The second cause Aristotle identifies is the formal cause, “the form or the archetype, i.e. the statement of the essence” (Physics 194b27-28). The essence of the Son who “came down from the heavens” and became man is God (Decrees 24). Yet, also, He took on the essence of Man. He who is ὁμοούσιον with the Father also became ὁμοούσιον with humanity and so there are two formal causes of the incarnation: the forms or secondary substances of both God and Man. The form or essence of the incarnate Jesus Christ is both God and Man.
 The third cause Aristotle identifies is the efficient or agent cause, “the primary source of the change or coming to rest” (Physics 194b29). The agent cause of the incarnation is the Holy Spirit, because the Son of God “became incarnate from the Holy Spirit” (Decrees 24). As Creator, God is the primary source of all that comes to be. In God, the Father cannot be understood as the cause of the Son or the Holy Spirit, though some may be tempted to come to that conclusion given that the Son is begotten of the Father and the Holy Spirit proceeds from the Father, because the Son and the Holy Spirit, as God, are uncaused. However, the Father is the cause of the Son being begotten and the Father is the cause of the Holy Spirit proceeding. It is “from the Father” that the Son is begotten and it is “from the Father” that the Holy Spirit proceeds (Decrees 24). I will return to further efficient causes described in the Creed after I describe for what purpose these agencies work, that is, their final cause.

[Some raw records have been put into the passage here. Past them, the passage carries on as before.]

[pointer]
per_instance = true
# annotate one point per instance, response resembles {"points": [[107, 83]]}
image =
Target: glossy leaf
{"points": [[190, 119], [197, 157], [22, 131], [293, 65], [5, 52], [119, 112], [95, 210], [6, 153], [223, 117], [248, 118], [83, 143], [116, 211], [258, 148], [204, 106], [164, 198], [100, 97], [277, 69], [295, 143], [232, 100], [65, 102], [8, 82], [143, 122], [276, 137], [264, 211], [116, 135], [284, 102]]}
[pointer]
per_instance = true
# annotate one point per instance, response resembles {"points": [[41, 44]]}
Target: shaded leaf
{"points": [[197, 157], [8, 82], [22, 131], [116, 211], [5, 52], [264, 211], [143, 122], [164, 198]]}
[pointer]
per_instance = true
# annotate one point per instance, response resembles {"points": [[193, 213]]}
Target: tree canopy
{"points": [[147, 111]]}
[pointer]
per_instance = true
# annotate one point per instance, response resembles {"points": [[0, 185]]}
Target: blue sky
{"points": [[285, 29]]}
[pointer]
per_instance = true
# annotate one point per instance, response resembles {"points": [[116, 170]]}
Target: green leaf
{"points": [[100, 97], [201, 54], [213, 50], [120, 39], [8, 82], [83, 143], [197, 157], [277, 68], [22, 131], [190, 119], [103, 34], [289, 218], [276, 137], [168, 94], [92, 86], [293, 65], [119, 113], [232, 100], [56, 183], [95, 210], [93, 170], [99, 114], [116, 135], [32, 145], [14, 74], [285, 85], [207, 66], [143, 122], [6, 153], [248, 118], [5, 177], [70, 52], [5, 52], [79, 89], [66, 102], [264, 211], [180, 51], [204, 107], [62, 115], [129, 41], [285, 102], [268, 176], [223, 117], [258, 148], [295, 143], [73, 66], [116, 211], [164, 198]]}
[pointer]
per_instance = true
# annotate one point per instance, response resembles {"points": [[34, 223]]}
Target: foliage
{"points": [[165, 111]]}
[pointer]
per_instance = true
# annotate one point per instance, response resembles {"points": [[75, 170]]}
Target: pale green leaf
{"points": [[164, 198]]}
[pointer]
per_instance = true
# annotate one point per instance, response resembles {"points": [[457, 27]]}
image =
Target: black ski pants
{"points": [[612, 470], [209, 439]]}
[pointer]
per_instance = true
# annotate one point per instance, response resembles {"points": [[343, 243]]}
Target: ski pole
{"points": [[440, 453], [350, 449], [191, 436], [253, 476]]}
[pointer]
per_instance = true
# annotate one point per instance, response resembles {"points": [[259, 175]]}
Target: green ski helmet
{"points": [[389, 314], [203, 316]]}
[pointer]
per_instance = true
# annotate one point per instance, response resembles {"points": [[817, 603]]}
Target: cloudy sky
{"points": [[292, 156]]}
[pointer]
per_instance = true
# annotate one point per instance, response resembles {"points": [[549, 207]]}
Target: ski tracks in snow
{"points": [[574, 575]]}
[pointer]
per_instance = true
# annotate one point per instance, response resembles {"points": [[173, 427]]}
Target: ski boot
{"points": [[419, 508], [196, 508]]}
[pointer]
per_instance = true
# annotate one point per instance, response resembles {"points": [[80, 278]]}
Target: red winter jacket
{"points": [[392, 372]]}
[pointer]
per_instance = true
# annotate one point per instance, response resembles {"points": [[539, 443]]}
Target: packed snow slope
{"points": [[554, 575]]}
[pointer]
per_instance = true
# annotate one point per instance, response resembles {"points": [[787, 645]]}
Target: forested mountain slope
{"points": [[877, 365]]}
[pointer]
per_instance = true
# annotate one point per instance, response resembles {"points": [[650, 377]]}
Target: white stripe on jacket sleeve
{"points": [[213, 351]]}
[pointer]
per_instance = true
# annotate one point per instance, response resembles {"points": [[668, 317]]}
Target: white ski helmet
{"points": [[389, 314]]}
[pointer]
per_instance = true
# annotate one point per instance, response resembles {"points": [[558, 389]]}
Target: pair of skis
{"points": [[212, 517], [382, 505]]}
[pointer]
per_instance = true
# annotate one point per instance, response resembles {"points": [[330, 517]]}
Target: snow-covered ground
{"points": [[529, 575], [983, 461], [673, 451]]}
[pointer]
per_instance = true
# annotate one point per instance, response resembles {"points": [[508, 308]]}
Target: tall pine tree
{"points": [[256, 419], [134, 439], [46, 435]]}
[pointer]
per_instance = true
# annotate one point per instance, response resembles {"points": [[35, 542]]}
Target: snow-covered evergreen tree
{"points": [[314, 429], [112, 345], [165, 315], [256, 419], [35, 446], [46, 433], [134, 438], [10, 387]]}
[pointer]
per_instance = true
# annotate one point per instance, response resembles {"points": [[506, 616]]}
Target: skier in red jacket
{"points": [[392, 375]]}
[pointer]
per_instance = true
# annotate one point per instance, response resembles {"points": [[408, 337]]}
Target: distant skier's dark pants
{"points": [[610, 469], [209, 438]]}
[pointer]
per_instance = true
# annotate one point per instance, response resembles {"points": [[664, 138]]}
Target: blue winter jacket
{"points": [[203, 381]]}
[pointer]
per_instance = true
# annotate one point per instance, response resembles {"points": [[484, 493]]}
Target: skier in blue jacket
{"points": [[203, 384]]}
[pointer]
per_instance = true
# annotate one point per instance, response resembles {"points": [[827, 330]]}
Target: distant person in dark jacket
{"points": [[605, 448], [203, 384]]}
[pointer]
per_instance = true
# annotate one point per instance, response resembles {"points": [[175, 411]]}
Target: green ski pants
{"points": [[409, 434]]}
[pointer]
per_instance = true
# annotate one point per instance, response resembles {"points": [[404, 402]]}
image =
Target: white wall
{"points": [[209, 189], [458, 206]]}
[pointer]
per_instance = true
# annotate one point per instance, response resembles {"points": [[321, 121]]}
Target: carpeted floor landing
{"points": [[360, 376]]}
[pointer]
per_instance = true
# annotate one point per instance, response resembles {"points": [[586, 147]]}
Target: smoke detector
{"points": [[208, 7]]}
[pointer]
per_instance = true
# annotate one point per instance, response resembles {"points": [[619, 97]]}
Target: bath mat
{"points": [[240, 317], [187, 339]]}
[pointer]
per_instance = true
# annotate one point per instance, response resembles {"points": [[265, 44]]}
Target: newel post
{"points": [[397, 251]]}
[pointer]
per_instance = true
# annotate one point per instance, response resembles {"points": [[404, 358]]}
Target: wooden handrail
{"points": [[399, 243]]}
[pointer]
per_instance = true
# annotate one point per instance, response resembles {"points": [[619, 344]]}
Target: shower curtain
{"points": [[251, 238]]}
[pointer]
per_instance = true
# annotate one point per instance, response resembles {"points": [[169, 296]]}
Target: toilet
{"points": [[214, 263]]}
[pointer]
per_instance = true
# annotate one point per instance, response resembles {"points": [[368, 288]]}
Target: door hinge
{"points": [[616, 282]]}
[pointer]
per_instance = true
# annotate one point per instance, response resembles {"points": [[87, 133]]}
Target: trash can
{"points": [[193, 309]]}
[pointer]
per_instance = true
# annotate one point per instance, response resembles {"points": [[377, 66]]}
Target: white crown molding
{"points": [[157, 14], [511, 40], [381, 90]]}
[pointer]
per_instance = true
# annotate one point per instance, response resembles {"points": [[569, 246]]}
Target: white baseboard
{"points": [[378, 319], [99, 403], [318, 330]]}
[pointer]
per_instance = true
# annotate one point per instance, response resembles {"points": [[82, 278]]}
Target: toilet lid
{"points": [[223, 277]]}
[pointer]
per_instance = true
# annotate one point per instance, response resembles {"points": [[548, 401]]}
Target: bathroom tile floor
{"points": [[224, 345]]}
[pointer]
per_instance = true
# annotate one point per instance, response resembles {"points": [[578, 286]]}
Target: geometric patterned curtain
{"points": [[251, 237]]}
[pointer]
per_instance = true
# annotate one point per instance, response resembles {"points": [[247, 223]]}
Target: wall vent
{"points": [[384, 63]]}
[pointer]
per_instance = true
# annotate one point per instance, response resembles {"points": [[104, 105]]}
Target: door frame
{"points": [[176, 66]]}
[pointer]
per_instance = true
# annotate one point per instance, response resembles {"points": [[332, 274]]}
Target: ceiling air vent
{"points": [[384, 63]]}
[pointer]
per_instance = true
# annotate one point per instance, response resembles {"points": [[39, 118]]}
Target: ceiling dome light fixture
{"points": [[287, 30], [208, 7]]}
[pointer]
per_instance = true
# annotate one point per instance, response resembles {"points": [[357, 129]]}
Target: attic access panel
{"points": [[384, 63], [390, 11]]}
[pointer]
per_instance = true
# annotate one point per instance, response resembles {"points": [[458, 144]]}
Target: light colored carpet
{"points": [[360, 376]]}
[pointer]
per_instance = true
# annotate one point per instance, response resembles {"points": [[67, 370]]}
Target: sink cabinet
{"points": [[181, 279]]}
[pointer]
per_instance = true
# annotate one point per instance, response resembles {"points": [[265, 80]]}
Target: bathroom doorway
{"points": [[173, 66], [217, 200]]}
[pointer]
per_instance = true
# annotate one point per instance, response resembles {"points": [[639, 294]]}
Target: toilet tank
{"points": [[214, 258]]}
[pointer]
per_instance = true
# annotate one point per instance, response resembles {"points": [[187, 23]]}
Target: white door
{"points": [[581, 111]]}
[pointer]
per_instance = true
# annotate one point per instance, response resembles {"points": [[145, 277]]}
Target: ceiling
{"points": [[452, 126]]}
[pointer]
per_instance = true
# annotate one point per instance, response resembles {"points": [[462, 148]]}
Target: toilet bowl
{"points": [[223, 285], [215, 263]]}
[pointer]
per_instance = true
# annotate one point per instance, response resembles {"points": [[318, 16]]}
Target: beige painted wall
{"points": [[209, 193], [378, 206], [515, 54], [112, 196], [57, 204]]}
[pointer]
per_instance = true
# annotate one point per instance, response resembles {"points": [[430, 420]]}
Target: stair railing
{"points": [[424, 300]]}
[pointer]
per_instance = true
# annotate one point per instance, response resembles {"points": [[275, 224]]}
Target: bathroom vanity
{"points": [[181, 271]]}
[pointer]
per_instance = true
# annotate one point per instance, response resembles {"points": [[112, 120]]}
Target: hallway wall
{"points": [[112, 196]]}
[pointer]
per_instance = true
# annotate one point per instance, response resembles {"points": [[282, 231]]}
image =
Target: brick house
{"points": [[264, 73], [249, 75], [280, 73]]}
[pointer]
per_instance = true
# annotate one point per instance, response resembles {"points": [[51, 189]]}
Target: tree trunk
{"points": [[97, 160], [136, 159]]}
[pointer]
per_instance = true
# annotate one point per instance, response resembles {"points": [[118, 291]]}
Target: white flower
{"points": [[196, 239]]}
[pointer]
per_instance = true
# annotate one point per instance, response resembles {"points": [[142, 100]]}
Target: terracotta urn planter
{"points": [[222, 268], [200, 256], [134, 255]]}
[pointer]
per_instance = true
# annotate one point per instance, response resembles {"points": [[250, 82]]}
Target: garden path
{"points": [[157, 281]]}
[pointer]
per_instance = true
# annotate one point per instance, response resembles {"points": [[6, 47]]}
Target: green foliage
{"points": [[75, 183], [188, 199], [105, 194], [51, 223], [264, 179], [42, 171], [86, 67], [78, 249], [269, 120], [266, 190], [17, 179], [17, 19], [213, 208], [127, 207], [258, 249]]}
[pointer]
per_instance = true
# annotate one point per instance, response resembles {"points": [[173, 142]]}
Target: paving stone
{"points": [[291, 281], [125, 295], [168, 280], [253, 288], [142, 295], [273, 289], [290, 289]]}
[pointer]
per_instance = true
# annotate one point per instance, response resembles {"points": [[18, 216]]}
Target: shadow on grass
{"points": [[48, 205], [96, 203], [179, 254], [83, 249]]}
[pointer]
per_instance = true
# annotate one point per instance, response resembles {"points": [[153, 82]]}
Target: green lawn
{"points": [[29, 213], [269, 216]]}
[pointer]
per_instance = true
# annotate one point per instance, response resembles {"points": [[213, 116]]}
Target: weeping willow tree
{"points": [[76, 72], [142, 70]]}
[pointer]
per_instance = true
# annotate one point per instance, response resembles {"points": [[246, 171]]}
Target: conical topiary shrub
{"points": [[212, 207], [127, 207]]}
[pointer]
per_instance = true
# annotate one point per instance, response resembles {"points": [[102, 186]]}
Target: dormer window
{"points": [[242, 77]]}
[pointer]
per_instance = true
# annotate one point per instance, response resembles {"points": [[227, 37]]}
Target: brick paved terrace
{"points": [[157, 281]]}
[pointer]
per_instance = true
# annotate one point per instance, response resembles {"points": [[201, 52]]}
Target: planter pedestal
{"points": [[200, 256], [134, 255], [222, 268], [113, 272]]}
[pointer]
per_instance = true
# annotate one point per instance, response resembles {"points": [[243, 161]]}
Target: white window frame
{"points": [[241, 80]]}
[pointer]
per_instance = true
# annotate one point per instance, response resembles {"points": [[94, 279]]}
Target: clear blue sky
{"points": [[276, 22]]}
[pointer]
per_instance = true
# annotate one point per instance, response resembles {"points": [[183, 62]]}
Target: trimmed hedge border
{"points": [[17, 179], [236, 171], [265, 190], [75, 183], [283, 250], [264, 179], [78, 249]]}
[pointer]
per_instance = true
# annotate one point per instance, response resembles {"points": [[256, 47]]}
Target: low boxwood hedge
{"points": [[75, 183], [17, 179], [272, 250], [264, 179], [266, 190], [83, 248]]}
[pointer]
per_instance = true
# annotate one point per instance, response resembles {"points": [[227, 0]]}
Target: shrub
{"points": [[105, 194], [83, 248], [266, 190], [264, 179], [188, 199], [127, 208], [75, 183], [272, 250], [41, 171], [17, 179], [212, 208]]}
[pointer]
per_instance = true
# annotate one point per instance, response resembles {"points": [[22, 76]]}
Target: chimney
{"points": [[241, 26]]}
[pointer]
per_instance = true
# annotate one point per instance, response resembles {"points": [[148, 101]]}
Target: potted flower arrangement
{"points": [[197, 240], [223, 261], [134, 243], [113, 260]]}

The fourth cause that Aristotle identifies is the final cause “in the sense of end or ‘that for the sake of which’ a thing is done” (Physics 194b33-34). “For us humans and for our salvation” is the final cause of what follows in the Creed: the incarnation, the crucifixion, the suffering, the burial, the resurrection, the ascension, the session, the coming again, the judgment, the kingdom, the prophets, the Church, and baptism (Decrees 24). All these things are the efficient causes or agencies that bring about our salvation, which is “the forgiving of sins…, resurrection of the dead and life in the age to come” (Decrees 24). This is a description of our salvation, the final end of these acts of the Lord. These acts of the Lord create the potential for our salvation, which we can cooperatively actualize in ourselves by responding affirmatively to Him with our lives.
The philosophical terms of Aristotle’s categories and causes are useful for organizing our thinking and clearly expressing the truth that has been revealed to us in the Church. It seems apparent that the Fathers of the First Nicene and Constantinopolitan Councils allowed his philosophy to shape their understanding and expression of the faith and it is good for us to learn his system of thought so that we can more clearly understand them.

Works Cited
Aristotle. The Basic Works of Aristotle. Ed. Richard McKeon. New York: Random House, 1941.
Decrees of the Ecumenical Councils. Ed. Norman P. Tanner. Vol. 1. London: Sheed & Ward, 1990.